1. Ariana Grande and Pete Davidson
Ariana Grande and Pete Davidson are without a doubt the weirdest couple to break headlines this year. The SNL star and his ex-girlfriend Cazzie David seemed like a match made in comedy heaven since her dad, Larry David, created and wrote Seinfeld and Curb Your Enthusiasm, which are the funniest shows of all time (according to your dad). However, Pete confirmed their recent split. At the same time, Ariana Grande and her rapper beau Mac Miller broke up as well, citing that they’re “better off as friends.” In other words, some shit went down and they definitely do not want to see or speak ever again because “better off as friends” is the most bullshit excuse of all time for a breakup. So it only took a hot minute for Ariana and Pete to rebound with each other, and the internet was collectively all, “What the actual fuck?” Ariana Grande seems to take herself super seriously, so it would be surprising if she was chill with Pete using her antics as material for his stand-up routine. She’s used to guys bowing at her feet. I mean, how can you forget that time Big Sean rapped that Ariana was “a million dollar chick with a billion dollar pussy?” And it’s equally as surprising to think that Ariana could write “Side to Side: Part 2” about someone like…Pete Davidson. But you know what? They may be different, but they’re complementary. Ariana Grande is so self-involved that her entire Instagram is pictures of her Blue Steeling for the camera on her own, and Pete could probably teach her to lighten up and stop being so narcissistic. He already had her shake things up with their oh-so-adorable Harry Potter couple pic. Also, Ariana’s impressions put every SNL cast member to shame, so she could definitely give Pete some tips on how to do a convincing Jennifer Lawrence impression.
2. Kirsten Dunst and Jesse Plemons
Actress Kirsten Dunst used to make headlines for dating some of Hollywood’s biggest heartthrobs like Jake Gyllenhal and Garrett Hedlund as well as lovable nerds like Tobey Maguire and Adam Brody. Jesse Plemons, on the other hand, is really only known for being that guy from Breaking Bad and Friday Night Lights who kind of looks like Matt Damon if you’re stoned enough. But you know what? I’m kind of obsessed with these two together. Every millennial girl will forever associate Kirsten as head cheerleader Torrence from Bring It On, and Jesse Plemons will never not be known as lovable, nerdy second string kicker Landry from Friday Night Lights. Torrence never fared well with the popular dudes, so she found love with that alternative dude Jesse who she had that weird yet iconic, sexually charged scene with where they brush their teeth together. Let’s try to forget that less iconic pop-punk song Jesse wrote for her though, because *cringe.* And Landry was forever pining after popular bad girl Tyra, who really couldn’t make up her mind with whether she was that into him or not until she ultimately broke his heart. So Landry isn’t that sexy or cute, or really popular to boot, but it warms our cold, jaded hearts to imagine the head cheerleader and the benchwarmer getting engaged and having a baby in real life.

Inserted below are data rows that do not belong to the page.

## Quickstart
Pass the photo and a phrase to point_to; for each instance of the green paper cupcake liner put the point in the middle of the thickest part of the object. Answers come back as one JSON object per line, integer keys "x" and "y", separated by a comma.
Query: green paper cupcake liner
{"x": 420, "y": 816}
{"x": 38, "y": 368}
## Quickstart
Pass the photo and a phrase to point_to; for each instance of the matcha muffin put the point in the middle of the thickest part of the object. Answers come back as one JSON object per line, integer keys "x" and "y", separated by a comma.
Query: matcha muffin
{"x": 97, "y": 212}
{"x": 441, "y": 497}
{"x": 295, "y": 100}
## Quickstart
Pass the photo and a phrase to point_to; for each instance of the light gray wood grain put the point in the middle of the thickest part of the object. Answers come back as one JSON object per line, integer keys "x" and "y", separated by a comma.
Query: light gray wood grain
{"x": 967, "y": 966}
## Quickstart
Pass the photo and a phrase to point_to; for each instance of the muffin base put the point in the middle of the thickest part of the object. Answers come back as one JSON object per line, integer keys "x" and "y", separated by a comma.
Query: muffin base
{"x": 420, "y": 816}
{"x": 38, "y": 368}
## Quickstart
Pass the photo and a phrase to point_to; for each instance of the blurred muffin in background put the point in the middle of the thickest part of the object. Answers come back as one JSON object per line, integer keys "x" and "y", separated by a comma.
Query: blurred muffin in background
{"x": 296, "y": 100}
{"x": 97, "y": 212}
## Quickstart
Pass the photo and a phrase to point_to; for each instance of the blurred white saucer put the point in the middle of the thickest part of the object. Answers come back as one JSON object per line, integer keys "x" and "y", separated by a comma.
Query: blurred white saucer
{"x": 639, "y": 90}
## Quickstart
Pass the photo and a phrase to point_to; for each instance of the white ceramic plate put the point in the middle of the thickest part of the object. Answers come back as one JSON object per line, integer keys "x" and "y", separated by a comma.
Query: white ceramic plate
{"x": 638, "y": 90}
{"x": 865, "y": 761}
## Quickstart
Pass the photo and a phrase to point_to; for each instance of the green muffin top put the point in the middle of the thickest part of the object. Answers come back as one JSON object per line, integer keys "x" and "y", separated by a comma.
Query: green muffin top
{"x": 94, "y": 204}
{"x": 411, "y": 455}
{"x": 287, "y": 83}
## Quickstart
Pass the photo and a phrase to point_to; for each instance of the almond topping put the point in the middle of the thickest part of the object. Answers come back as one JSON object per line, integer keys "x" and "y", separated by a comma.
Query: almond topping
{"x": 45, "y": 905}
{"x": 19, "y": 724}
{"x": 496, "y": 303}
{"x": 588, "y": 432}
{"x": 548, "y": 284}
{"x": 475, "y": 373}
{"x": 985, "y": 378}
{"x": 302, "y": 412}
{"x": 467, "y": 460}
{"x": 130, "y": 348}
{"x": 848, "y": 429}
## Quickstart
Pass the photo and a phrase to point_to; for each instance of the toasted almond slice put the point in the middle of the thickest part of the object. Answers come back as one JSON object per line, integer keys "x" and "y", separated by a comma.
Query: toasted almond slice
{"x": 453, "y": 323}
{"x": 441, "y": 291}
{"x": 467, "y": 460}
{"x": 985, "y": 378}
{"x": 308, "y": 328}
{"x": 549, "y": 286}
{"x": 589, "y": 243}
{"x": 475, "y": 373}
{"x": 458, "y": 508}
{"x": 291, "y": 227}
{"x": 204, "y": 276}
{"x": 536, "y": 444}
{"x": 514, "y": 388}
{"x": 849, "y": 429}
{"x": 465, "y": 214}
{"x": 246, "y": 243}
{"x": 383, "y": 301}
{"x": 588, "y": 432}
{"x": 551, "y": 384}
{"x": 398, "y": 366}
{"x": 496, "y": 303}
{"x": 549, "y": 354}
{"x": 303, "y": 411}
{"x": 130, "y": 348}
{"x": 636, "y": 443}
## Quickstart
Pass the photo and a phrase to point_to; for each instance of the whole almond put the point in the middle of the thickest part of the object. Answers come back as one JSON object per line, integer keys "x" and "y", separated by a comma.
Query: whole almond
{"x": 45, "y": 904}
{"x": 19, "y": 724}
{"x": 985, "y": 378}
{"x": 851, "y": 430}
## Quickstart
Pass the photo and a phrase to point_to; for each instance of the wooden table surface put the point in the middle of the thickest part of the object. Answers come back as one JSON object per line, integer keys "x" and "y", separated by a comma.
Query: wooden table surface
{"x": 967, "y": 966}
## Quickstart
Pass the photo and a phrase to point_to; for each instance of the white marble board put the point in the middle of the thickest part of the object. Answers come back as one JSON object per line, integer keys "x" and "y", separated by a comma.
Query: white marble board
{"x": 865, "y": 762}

3. Diane Kruger and Norman Reedus
Joshua Jackson and Diane Kruger were that impossibly attractive hipster couple that was a match made in heaven. They’d ride Citibikes together (for fun, ew), hit up farmer’s markets for non-GMO food to support local businesses (again, for fun—why?), and go on dates to gallery exhibits (how were they not bored out of their minds?!). They didn’t get married (because again, they’re annoyingly hipster), but we always thought they were destined to be extremely good-looking and annoyingly compatible together forever. But then Diane allegedly had an affair with Walking Dead’s Norman Reedus and ended up leaving Joshua Jackson for him. Norman’s no Joshua Jackson, but he’s like, ugly hot. In a nutshell, he’s what would happen if Charlie Heaton from Stranger Things never practiced basic personal hygiene ever. I really don’t know anything about Norman, except that based off his interviews, he’s funny but he also seems like that kid in your philosophy class who would condescendingly correct other students before the professor could say anything. So Diane Kruger is attracted to eccentric guys, I guess, which makes them a decent match, and we’re excited to hate whatever outlandish name they’ll give their kid when Diane gives birth in a few months. More importantly, we like Norman and Diane together because it means Joshua Jackson is single.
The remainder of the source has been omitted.